Göbeklitepe'de akeolojik kazı çalışmaları devam ediyor.
Son bulgular Göbeklitepe kazı çalışmalarına emek veren isimler arasında yer alan Hasan Yıldız'dan geldi.
Göbeklitepe kazılarında görev alan Lee Clare ve Jonas Breuers'ten aldığı bilgileri paylaşan Yıldız, 'Göbeklitepe Özel Bina B'de şu anda devam eden kazılarımız, yapının kuzey kısmını kaplayan bir kütüğün kaldırılmasına odaklanıyor. Şu ana kadar dolgu birikintilerinden elde edilen buluntular arasında beklendiği gibi bol miktarda işlenmiş çakmaktaşı ve parçalanmış hayvan kemiği yer alıyor.' dedi.
Yontma Taşlar: Bunlar nedir ve Göbekli Tepe'yi anlamamıza nasıl yardımcı olabilirler?
Göbeklitepe kazı çalışmalarına katılan Alman Arkeolog Jonas Breuers, dainst.blog adlı sitede yer alan makalede son bulgulara ilişkin şu yorumu paylaştı:
''Göbeklitepe'den ikonik T biçimli sütunlardan veya sofistike sanat eserlerinden bahsediyoruz. Örneğin yontulmuş taşlar, kişisel süs eşyaları, hayvan kemikleri vb. gibi diğer sözde küçük buluntular nadiren merkez sahneye çıkar. Ancak bu küçük buluntular Göbeklitepe'deki günlük yaşam aktiviteleri hakkında çok şey ortaya koyar. Örneğin hayvan kemikleri bize beslenme hakkında çok şey anlatır, kişisel süs eşyaları stilin göstergesidir ve yontulmuş taşlar, peki bunlar bize site hakkında gerçekten ne anlatır?
Bu basit soruyu cevaplamadan önce, genel olarak yontulmuş taşlardan bahsetmek faydalı olacaktır. Yontma taş, yontulmuş (örneğin işlenmiş) çakmaktaşı veya obsidiyeni (veya çakmaktaşı vb. gibi diğer türleri tanımlamak için kullanılan bir terimdir, ancak Göbeklitepe'de hiçbir rol oynamazlar) Çakmak taşı veya obsidiyenlerin oluşumu hakkında çok fazla ayrıntıya girmek istemiyorum ancak şu önemli: Çakmak taşı ve obsidiyen, çok yüksek konsantrasyonlarda SiO2 (silisyum dioksit; Hauptmann 1980) içeren ham maddelerdir . SiO2 hala insanlığın en sevdiği kimyasal bileşiklerden biridir, örneğin kullandığımız birçok pencere veya cam esas olarak SiO2'den yapılmıştır .

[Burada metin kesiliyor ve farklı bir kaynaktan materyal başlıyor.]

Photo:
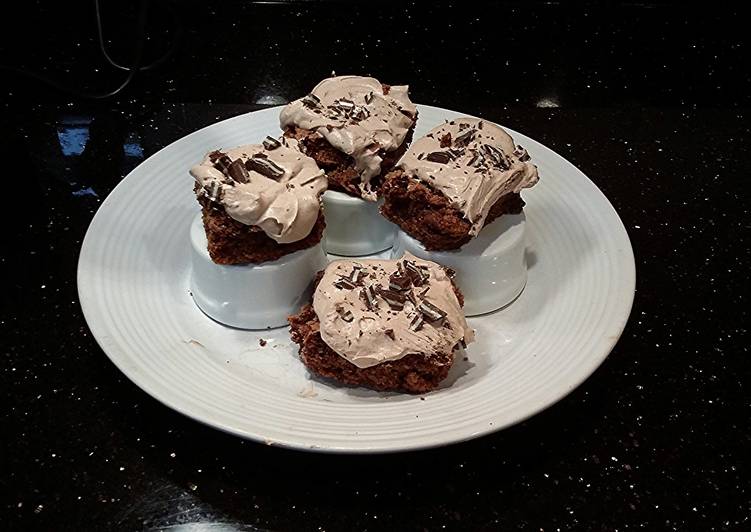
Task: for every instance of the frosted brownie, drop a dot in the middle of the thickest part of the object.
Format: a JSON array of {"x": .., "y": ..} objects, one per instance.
[
  {"x": 260, "y": 201},
  {"x": 382, "y": 324},
  {"x": 355, "y": 128},
  {"x": 455, "y": 180}
]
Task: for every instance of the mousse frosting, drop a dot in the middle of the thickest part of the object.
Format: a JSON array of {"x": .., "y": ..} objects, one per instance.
[
  {"x": 272, "y": 186},
  {"x": 473, "y": 163},
  {"x": 355, "y": 116},
  {"x": 374, "y": 311}
]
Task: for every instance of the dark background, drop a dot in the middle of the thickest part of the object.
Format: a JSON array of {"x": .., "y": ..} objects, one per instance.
[{"x": 650, "y": 100}]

Artık çakmak taşı ve obsidiyenin o zamanlar neden bu kadar önemli olduğunu biliyor olabilirsiniz, çünkü yüksek konsantrasyonlarda SiO2 içeren malzemeler keskin kenarlı parçalara ayrılma eğilimindedir. Günümüzde, elbette, kırık ve keskin kenarlı camlardan veya pencerelerden kaçınmaya çalışıyoruz, çünkü bunlar yalnızca bir karmaşa olarak görülebilir, ancak Paleolitik ve Neolitik zamanlarda (ve daha sonra da) çakmak taşı ve obsidiyen kasıtlı olarak kırık ve keskin kenarlı parçalara veya başka bir deyişle yontulmuş taşlara dönüştürülmüştür.
Bu eserler, et veya tahıl kesmek, figürin oymak, boncuk veya diğer kişisel süs eşyaları üretmek, ok uçlarıyla okları donatmak vb. gibi günlük yaşam işlerinin çoğu için uygundu. Gördüğünüz gibi, yontulmuş taşlar çok yönlüdür. Ancak, yontma işlemi, örneğin körelmiş taşları jilet gibi keskin eserlere dönüştüren eylemler, kolayca yapılabilecek bir şey değildir ve yalnızca öğrenme ve yıllar süren deneyimle edinilebilen çok fazla beceri gerektirir.''
Jonas Breuers kimdir?
Bochum ve Köln'de Arkeoloji okudu ve 2016'nın sonlarında Göbeklitepe Projesi'nde çalışmaya başladı. Araştırmaları, Neolitik taş topluluklarının (çakmaktaşı, obsidiyen ve benzeri hammaddeler) teknolojik, tipolojik ve istatistiksel analizine odaklanıyor. Ayrıca, Paleolitik taş toplulukları, hammadde kaynakları ve değişim ağlarıyla ilgileniyor. Göbeklitepe Projesi kapsamında, doktora tezini yazdığı yontma taş eserlerin analizinden sorumludur.